Ned Vena
Spirals
March 19 – April 17, 2021
A commonality that links Vena’s aesthetically diverse bodies of work is the artist’s resolute exploration of questions of reproduction and replication. In the case of his recent Tattoo Paintings, Vena quite literally reproduces himself by using an iPhone camera to zoom into the body and extract details of his tattoos. By appropriating his own body, Vena offers himself to us as an image. His newest series of works, all made in 2020, consist of paintings on linen and Yupo paper.
Spherical motion lies at the very heart of creation. Vena uses the motif of the “spiral” to establish a relationship between the formal qualities of his paintings and the popular associations sparked by the term, which simultaneously encompass the mathematical perfection of a whirlpool, the intuitive, ecstatic states of spiritual devotion, and the destructiveness of the downward spiral. The spiral vortex radiates outwards, while simultaneously drawing itself inwards—infinitely and eternally. Vena’s paintings on linen take the form of crisp, perfect vortices—neat geometric constructions layered atop washy swathes of grey and white monochrome. Others, executed in enamel paint on Yupo paper, have a more frenetic, darker feeling: bits of graffiti peek through thin black lines interrupted by thick patches of silver paint. Although fragments of spirals reveal themselves in these works, bereft of the perfection we typically expect from spirals, whether appearing in the natural world or a math textbook, these works somehow seem closer to how an emotional spiral feels: layered, complicated, messy.

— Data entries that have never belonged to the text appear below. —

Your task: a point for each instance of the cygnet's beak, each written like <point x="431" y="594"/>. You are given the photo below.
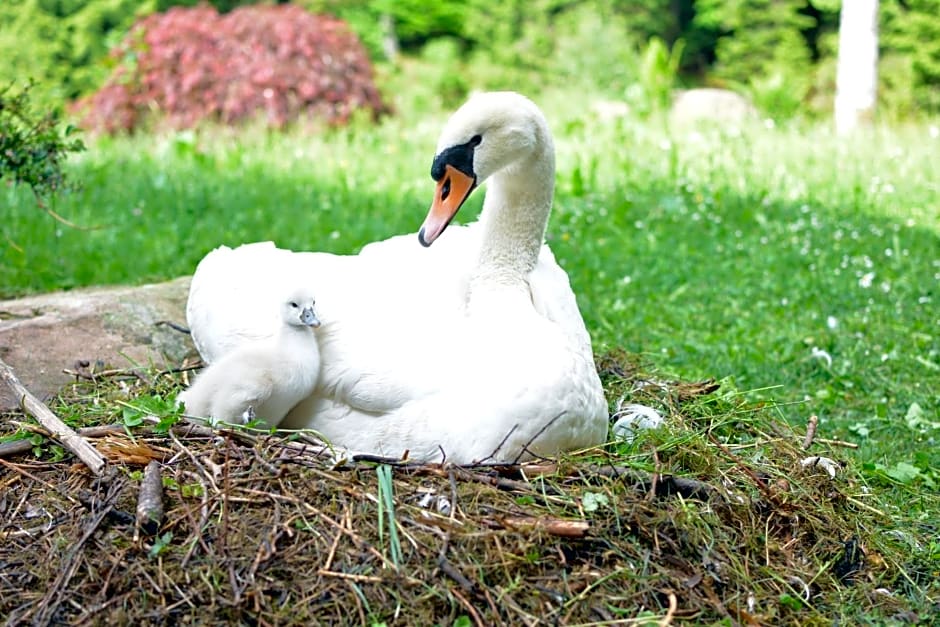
<point x="452" y="190"/>
<point x="309" y="317"/>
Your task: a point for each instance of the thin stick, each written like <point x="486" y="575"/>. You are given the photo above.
<point x="75" y="443"/>
<point x="671" y="612"/>
<point x="350" y="576"/>
<point x="811" y="426"/>
<point x="150" y="500"/>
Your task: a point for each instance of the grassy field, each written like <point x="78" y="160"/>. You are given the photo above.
<point x="796" y="268"/>
<point x="781" y="261"/>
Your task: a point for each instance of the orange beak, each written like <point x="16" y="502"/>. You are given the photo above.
<point x="452" y="190"/>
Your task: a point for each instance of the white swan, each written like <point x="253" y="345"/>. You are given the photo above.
<point x="263" y="379"/>
<point x="473" y="349"/>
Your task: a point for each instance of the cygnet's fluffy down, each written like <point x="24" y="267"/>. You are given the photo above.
<point x="265" y="379"/>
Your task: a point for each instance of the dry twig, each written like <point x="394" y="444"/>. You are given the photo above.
<point x="75" y="443"/>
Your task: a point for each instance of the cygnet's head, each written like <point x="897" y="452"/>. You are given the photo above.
<point x="298" y="309"/>
<point x="490" y="132"/>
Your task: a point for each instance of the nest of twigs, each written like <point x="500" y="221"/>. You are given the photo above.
<point x="715" y="517"/>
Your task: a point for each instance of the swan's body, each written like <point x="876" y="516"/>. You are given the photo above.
<point x="264" y="378"/>
<point x="473" y="349"/>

To make his spirals, Vena created a pendulum by suspending a container of paint from the ceiling with a string, which was then swung in a circular motion. Vortex-like spiral patterns ensued from the paint dripping onto the surface below. The internet teems with examples of such paintings: videos by Sunday painters on YouTube, tutorials by Martha Stewart, archival photographs of Max Ernst with his own pendulum works. As Vena himself notes in a text that he wrote to accompany the exhibition, “It reminded me of so-called “Zombie Formalism,” which I have been involved with, and I thought that was funny. Once put into motion they paint themselves. Surrender to forces beyond my control produces the paintings.” Of course, there is a long history of artists painting with objects or delegating the act of painting to a proxy. Such experiments were typically inspired by an interest in the convergence of esotericism and mathematics, or simply a desire to shake things up. Yet Vena’s approach seems less an act of violence—think of de Saint Phalle shooting paint or Shimamoto hurling paint filled vases at the canvas—than an act of surrender. If we think of Harold Rosenberg’s writings on action painting, in which he defines the canvas as “not a picture, but an event” and “an arena in which to act,” perhaps Vena’s spirals are spaces not to act—a state of pure flow. This going with the flow can’t help but reflect in some way on the year in which they were made, a time that served us best when we just sat back and let it run its course and didn’t try to intervene too much. A time perhaps experienced as a spiral, a groundhog’s day, an ever-cycling sameness. Yet within such repetitions lie the possibility of catharsis, of release.